O aluno veterano envolvido em trote universitário violento poderá ser expulso da Esalq (Escola Superior de Agricultura Luiz de Queiroz).

A afirmação foi feita nesta segunda-feira (9/02) pelo diretor da instituição Luiz Gustavo Nussio (foto).

Para combater a prática, que é objeto de uma CPI (Comissão Parlamentar de Inquérito) na Assembleia Legislativa do Estado de São Paulo, a instituição propôs ao Ministério Público um TAC (Termo de Ajustamento de Conduta) e admitiu as repúblicas como extensão do campus.

Dessa forma, trotes que ocorrerem fora da universidade poderão resultar em sanções aos autores, que também poderão responder ao MP.

“Acho que o passo que demos à frente é no sentido de buscar um acolhimento das denúncias, especialmente daquelas que acontecem fora daqui. A Esalq tem muitos valores e tradições que nos orgulhamos e o trote não é um deles. A excelência da instituição não passa pelo trote. O princípio básico de direito humano é o que vai ser considerado. O seu limite de tolerância é o que vai imperar: você não quer (o trote), você não vai receber.”

De acordo com Nussio, a partir deste ano, o MP vai atuar também no recebimento de denúncias de trotes violentos.

“A Esalq coloca no papel o que está fazendo para tentar coibir. Em contrapartida, o Ministério Público auxilia no acolhimento das denúncias e vamos tornando o TAC dinâmico”, explicou.

No dia 23, promotores de Justiça vão participar da abertura da semana de recepção aos calouros e explicar os mecanismos para que as denúncias possam ser feitas.

A partir do momento em que a denúncia for formalizada, a Esalq será comunicada e se dará início a um procedimento interno para apuração das responsabilidades.

Uma sindicância vai apurar e será definida pena para o aluno apontado como autor do trote.

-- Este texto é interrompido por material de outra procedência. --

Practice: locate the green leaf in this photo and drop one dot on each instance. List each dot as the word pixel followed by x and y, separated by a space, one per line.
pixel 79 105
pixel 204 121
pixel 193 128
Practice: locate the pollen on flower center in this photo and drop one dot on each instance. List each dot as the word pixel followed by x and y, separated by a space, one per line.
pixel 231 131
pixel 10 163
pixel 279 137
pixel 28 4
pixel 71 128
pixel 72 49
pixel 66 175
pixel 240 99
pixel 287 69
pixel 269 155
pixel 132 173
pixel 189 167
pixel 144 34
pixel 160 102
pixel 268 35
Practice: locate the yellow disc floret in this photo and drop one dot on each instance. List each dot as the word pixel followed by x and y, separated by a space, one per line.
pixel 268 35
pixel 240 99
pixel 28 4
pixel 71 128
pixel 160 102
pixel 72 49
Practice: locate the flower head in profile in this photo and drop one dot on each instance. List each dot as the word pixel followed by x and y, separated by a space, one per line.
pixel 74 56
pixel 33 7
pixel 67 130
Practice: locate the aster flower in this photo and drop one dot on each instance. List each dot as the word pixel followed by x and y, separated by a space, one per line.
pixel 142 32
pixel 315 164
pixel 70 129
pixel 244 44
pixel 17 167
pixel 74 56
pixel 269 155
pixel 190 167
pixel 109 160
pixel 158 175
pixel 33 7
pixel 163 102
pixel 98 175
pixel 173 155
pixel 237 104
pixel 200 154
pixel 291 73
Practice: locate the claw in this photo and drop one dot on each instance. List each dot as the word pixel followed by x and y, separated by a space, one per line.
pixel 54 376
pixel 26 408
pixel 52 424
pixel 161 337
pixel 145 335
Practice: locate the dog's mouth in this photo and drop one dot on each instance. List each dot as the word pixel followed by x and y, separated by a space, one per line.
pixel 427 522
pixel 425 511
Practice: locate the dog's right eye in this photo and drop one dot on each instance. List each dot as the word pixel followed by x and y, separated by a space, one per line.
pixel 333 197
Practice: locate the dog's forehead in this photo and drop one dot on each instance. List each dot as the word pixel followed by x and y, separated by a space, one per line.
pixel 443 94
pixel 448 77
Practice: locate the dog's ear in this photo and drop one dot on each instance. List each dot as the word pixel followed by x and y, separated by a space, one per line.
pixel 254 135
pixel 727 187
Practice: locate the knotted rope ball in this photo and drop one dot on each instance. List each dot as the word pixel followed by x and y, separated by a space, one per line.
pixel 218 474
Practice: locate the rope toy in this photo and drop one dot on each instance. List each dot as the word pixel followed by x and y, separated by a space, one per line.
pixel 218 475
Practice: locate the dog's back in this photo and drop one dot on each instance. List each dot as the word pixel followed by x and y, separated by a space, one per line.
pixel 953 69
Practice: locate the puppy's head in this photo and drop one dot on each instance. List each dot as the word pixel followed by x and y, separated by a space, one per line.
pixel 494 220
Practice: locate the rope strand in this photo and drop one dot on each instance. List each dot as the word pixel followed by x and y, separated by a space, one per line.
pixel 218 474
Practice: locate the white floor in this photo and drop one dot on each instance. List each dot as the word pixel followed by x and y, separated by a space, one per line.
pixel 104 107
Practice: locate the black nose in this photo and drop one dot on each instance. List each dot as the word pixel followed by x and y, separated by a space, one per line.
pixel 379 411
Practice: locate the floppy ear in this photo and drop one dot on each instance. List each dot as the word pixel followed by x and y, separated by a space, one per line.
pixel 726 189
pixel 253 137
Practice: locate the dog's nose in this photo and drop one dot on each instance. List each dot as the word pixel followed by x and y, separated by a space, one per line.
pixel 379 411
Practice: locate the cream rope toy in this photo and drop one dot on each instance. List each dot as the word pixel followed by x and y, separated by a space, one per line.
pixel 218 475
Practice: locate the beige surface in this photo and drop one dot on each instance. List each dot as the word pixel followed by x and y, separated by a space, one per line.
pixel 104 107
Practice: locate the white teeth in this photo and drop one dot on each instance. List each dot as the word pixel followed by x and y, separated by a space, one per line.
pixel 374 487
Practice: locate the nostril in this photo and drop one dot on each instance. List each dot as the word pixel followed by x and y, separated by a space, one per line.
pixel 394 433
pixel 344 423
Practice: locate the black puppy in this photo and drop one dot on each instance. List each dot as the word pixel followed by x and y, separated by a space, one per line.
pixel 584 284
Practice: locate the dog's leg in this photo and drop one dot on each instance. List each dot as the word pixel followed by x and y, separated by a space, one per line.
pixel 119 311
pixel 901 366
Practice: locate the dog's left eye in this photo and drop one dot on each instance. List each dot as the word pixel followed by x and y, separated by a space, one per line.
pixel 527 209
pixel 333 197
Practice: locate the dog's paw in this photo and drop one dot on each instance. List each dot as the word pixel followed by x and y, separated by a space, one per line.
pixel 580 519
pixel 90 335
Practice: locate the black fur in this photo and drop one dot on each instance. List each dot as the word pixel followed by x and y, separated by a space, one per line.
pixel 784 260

“Ele pode receber desde uma advertência verbal até, em um caso mais grave, a expulsão”, afirmou.

Segundo Nussio, casos que acontecerem fora do campus universitário terão repercussão interna, o que significa que as repúblicas são extensão da universidade, como prevê o artigo 2º da portaria 3154/99, que proíbe os trotes na USP.

“Não será tolerado qualquer tipo de manifestação estudantil que cause, a quem quer que seja, agressão física, moral ou outras formas de constrangimento, dentro ou fora do âmbito da Universidade”, disse.

Nesta segunda-feira, o presidente da CPI, deputado Adriano Diogo (PT), esteve em Piracicaba e se encontrou com o professor da Esalq Antonio de Almeida Júnior.

Também foi recebido pelo vereador José Antonio Fernandes Paiva, que se comprometeu em apresentar requerimento para a realização de uma audiência pública para tratar das denúncias.

A CPI que apura o trote universitário no Estado de São Paulo deve ser concluída em 13 de março.

Ao relatório final, os deputados querem acrescentar uma manifestação favorável da Procuradoria Geral do Ministério Público que assemelha os atos praticados nos trotes aos crimes de tortura, cuja pena não prescreve.

Neste mês, o Centro Acadêmico Luiz de Queiroz também se manifestou sobre a questão e publicou nota exigindo medidas contra os trotes violentos.

“É intrínsico ao papel da diretoria e da prefeitura (do campus) buscar coibir práticas opressoras realizadas por estudantes dentro e fora da universidade.”